Le Firmin : Pouvez-vous nous dire qui est Anolex ?
Anolex Raphaël : Je suis Anolex RAPHAEL, originaire de Ouanaminthe (Nord-Est, Haïti). Je suis issu d’une famille de six enfants (3 filles et 3 garçons) dont je suis l’aîné. J’ai fait mes études primaires au Centre d’Éducation Chrétienne et mes études Secondaires à l’Institut la Sève et au Centre Pédagogique des Frères-Unis de Delmas. Je suis détenteur d’une Licence en Géographie, Environnement et Aménagement du Territoire au Campus Henry Christophe de l’Université d’État d’Haïti à Limonade (CHC-UEH-L) et d’un Master 2 en Appréhension des Changements Climatiques, Environnementaux et Sociétaux à l’Université Paris-Saclay. Actuellement, je travaille comme Professeur-Assistant attaché à la Direction de l’Institut Supérieur de l’Environnement et de l’Aménagement du Territoire du Campus (ISEAT-CHC-UEHL). Aussi, je suis Professeur des cours de Gestion des Risques et des Impacts Environnementaux et d’Aménagement du Territoire à l’Université Publique du Nord au Cap-Haïtien (UPNCH), de Changements Climatiques à l’Université Roi Henri Christophe (URHC) et de Tourisme et Aménagement du Territoire à Laferrière Université Joseph (LUJ). Je suis très passionné des questions environnementales, écologiques et climatiques, c’est pourquoi j’ai toujours nourri l’idée d’apporter ma contribution au processus de développement socioéconomique, éducatif et environnemental de mon pays.
Vous aviez travaillé sur le sujet suivant : « Analyse descriptive des points de vue des acteurs locaux dans la gestion du Parc National des Trois Baies face aux enjeux des changements climatiques », pourquoi aviez-vous choisi ce sujet ?

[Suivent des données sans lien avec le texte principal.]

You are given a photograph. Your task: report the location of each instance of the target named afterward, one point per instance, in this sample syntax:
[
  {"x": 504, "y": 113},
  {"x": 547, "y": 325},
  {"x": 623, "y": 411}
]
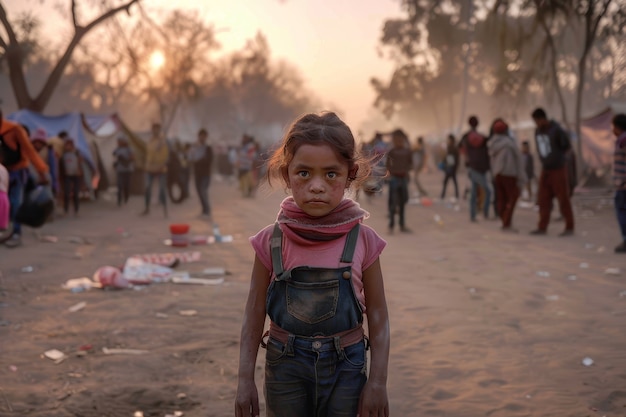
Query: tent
[
  {"x": 598, "y": 140},
  {"x": 95, "y": 137}
]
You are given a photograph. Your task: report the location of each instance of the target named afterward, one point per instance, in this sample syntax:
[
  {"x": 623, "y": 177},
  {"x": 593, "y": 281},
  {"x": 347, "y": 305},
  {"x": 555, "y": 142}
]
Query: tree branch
[
  {"x": 74, "y": 17},
  {"x": 39, "y": 103}
]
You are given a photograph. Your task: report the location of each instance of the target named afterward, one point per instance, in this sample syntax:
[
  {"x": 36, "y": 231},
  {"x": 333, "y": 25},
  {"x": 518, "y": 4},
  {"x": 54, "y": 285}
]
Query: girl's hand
[
  {"x": 374, "y": 402},
  {"x": 247, "y": 400}
]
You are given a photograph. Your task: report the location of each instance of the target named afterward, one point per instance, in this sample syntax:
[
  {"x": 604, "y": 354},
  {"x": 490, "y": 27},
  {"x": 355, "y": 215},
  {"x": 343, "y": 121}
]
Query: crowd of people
[{"x": 499, "y": 170}]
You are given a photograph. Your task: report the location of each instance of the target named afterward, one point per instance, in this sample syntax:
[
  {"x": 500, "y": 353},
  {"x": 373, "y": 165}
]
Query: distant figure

J’ai fait choix de ce sujet suite à une visite effectuée au « VILLAGE ALTERNATIBA » qui a eu lieu à Kenskoff en octobre 2016. Le Village Alternatiba est une activité qui se réalise à travers plusieurs pays dans le monde chaque année par des spécialistes et professionnels du monde agroécologique et environnemental en vue de lutter contre les changements climatiques. Après cette visite, je commence à comprendre que les changements climatiques constituent une menace cruciale à la survie des espèces animales et végétales de l’ensemble des États/Pays de la planète, notamment les Petits États Insulaires en Développement (PEID) parmi lesquels on trouve Haïti. Ainsi, tenant compte de ces enjeux sur les écosystèmes marins et côtiers, je me suis vite intéressé à faire une recherche sur le Parc National des Trois Baies – une aire marine protégée – qui, à l’époque, était fraichement instaurée dans cinq communes des départements du Nord et du Nord-Est du pays (Limonade, Caracol, Terrier-Rouge, Fort-Liberté et Ferrier) en vue de comprendre et d’analyser de manière descriptive le point de vue des acteurs locaux dans la gestion du Parc National des Trois Baies face aux enjeux des changements climatiques.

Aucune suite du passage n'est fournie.